According to the latest Palestinian state news agency Wafa, Israeli bombings kill Palestinians during the night in Khan Younis, Bureij, Jihr al-Deek, and Nuseirat.
Gaza’s Ministry of Health reported on Tuesday that 250 people were killed and twice as many were wounded in the previous 24 hours across multiple attacks that include at least 70 people at the al-Maghazi refugee camp.
In a speech to lawmakers Israel’s Prime Minister, Benjamin Netanyahu, has said that Israel will not succeed in freeing the remaining captives held in Gaza “without military pressure”.
“We are expanding the fight in the coming days and this will be a long battle,” Netanyahu said.
Netanyahu has also said war will not stop and he is ready to encourage Palestinians in Gaza to leave the enclave, according to Israeli media outlets. Aljazeera is reporting Hamas has condemned the statement.
More than 100 Israeli hostages are thought to remain in captivity in Gaza by Hamas.

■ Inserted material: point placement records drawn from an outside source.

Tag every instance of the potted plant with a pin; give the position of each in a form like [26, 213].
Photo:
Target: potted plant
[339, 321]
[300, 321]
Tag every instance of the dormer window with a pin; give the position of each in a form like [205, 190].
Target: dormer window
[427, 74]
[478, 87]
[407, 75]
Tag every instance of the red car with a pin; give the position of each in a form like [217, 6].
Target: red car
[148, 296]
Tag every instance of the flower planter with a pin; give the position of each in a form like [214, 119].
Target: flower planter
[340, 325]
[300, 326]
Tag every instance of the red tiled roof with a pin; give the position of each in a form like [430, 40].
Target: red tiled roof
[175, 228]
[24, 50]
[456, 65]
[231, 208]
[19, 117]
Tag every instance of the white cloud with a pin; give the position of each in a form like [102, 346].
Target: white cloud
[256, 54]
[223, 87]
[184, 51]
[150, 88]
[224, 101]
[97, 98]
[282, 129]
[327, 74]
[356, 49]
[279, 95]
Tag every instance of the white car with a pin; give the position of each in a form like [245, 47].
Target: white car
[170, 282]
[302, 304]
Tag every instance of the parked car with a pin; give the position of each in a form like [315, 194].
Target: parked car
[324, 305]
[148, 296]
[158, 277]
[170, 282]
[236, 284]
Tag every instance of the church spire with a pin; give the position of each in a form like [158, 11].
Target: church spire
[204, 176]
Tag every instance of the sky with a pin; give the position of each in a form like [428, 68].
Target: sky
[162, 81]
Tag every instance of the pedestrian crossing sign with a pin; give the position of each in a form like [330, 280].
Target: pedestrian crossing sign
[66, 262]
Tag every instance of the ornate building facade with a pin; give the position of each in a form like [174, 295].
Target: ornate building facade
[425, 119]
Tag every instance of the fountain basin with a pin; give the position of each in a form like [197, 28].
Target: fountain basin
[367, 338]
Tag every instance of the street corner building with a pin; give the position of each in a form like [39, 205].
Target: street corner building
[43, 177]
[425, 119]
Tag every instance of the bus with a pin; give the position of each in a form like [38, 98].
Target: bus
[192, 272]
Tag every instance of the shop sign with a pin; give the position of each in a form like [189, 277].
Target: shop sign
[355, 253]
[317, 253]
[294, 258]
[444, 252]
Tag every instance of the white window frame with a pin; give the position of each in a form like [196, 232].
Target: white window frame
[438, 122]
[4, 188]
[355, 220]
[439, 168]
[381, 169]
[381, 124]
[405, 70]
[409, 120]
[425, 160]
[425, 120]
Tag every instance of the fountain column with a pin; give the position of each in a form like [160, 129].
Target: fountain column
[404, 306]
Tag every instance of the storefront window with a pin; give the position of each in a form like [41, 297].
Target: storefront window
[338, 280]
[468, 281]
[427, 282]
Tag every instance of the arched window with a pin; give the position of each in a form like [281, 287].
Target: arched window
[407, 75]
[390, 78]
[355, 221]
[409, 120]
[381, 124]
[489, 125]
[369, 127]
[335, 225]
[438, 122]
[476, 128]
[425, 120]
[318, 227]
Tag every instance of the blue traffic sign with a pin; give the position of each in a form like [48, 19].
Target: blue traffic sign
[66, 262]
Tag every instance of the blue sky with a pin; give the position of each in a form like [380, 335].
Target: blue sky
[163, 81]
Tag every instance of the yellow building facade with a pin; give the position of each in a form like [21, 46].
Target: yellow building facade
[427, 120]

To date, more than 20,674 people have been killed and 54,536 wounded in Israeli attacks since October 7. The revised death toll from Hamas’s attack on Israel stands at 1,139 while 1.9 million people have been displaced since this new page of the war between Palestinians and Israelis began.
On Friday, the Security Council adopted a resolution on the crisis in Gaza, with 13 votes in favour, and the US and Russia abstaining. The resolution, among other points, demands immediate, safe, and unhindered delivery of humanitarian assistance at scale directly to the Palestinian civilian population throughout the Gaza Strip.
But the Palestinian Red Crescent Society tells Al Jazeera that its crews face violations by Israeli forces daily in Gaza, adding that aid entering the enclave is not enough to meet the needs of civilians.
This comes just one day after Christmas, where in Bethlehem, the Lutheran Church made global headlines for its Christmas nativity scene. The scene reflects the reality of children living and being born in Palestine today, placing the symbolic Baby Jesus in a manger of rubble and destruction. Rev. Dr. Munther Isaac’s Christmas sermon went viral.
“If Jesus were to be born today, he would be born under the rubble in Gaza,” Isaac said in his address during the service in the West Bank.
On December 13 the prime ministers of Australia, Canada, and New Zealand made a joint statement wanting to see a ‘pause’ resumed in Gaza and supporting urgent international efforts toward a sustainable ceasefire.